27.The jurisprudence relating to applications for judgment on admission was set out in the case of Choitram v Nazari [1984] KLR 327 where Madan, JA stated as follows-For the purpose of Order XII Rule 6, admission can be expressed or implied either on the pleadings or otherwise, e.g. in correspondence. Admissions have to be plain and obvious, as plain as a pikestaff and clearly readable because they may result in judgment being entered. They must be obvious on the face of them without requiring a magnifying glass to ascertain their meaning.” (emphasis added)
28.In the same judgment, Chesoni Ag. JA (as he then was) made the following observation -Admissions of fact under Order XII rule 6 need not be on the pleadings. They may be in correspondence or documents which are admitted or they may even be oral. The rules used words “otherwise” which are words of general application and are wide enough to include admission made through letter, affidavits and other admitted documents and proved oral admissions……. It is settled that a judgment on admission is in the discretion of the court and not a matter of right that discretion must be exercised judicially.”
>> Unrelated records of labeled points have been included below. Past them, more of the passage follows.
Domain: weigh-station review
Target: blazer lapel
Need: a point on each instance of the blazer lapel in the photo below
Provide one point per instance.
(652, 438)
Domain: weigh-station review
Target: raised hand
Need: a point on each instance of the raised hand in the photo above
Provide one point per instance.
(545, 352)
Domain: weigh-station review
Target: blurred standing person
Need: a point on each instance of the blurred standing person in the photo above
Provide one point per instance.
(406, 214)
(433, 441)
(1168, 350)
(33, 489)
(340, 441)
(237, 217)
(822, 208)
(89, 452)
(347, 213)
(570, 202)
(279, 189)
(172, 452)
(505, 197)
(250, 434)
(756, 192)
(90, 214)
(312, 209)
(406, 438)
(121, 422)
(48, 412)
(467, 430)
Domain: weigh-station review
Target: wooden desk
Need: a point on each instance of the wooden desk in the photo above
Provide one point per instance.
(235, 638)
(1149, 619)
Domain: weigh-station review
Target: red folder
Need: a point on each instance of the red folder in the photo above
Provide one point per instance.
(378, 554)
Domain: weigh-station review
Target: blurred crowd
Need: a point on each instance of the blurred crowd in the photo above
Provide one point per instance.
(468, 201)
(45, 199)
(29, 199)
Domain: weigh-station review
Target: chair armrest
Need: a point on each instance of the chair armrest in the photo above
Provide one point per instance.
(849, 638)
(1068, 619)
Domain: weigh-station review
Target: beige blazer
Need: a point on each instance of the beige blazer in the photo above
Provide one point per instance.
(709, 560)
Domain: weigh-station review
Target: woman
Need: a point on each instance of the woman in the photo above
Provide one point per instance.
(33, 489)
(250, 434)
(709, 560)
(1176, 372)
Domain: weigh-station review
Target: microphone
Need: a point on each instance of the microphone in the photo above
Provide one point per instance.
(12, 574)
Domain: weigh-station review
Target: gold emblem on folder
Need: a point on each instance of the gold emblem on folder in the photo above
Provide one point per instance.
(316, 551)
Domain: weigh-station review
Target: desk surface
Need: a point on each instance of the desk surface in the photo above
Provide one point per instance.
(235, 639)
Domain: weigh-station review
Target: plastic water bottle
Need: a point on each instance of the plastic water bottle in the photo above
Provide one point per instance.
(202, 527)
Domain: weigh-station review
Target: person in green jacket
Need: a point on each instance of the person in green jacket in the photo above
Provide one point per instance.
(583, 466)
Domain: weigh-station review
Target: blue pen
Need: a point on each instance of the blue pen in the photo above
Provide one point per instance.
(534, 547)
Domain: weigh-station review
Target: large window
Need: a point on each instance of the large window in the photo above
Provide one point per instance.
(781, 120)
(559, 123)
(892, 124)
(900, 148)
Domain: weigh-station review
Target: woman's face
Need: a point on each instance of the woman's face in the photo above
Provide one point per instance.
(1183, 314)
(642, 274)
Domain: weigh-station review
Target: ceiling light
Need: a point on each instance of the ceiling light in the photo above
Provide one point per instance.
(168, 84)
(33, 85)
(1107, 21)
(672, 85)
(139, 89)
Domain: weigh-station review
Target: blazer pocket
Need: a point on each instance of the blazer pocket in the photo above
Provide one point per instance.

29.It is trite that before a Court can grant judgment on admission, the admission has to be unequivocal. As explained in the preceding paragraphs, the defendant admitted to being indebted to the plaintiffs in the sum of Kshs.30,000,000/= in its letters dated 21st March, 2018 and 12th October, 2018. It is this Court’s finding that the said admission was clear, obvious and unequivocal. It is incredulous for the defendant to suggest that the plaintiffs should demand for their monies from KCB, while all along, the agreement for sale was between the defendant and the plaintiffs. That argument was a long shot in the wron direction as the monies were transmitted through KCB, in an account held by the defendant. As a result, I hold that the defendant’s statement of defence dated 27th September, 2021 does not raise even one bona fide triable issue, it is a sham and it comprises mere denials. As such, it cannot sustain a proper defence worthy of proceeding to trial.
30.The application dated 10th August, 2021 is merited and it is allowed in the following terms –i.Judgment is hereby entered for the plaintiffs against the defendant for the sum of Kshs.30,000,000/=together with interest thereon at Court rates from the date of filing this suit until payment in full; andii.Costs of this application shall be borne by the defendant.It is so ordered.
DATED, SIGNED AND DELIVERED AT NAIROBI ON THIS 21ST DAY OF JULY, 2023. RULING DELIVERED THROUGH MICROSOFT TEAMS ONLINE PLATFORM.NJOKI MWANGIJUDGEIn the presence of:Mr. Karani for the PlaintiffsMs Korir h/b for Ms Letuya for the DefendantsMs B. Wokabi – Court Assistant.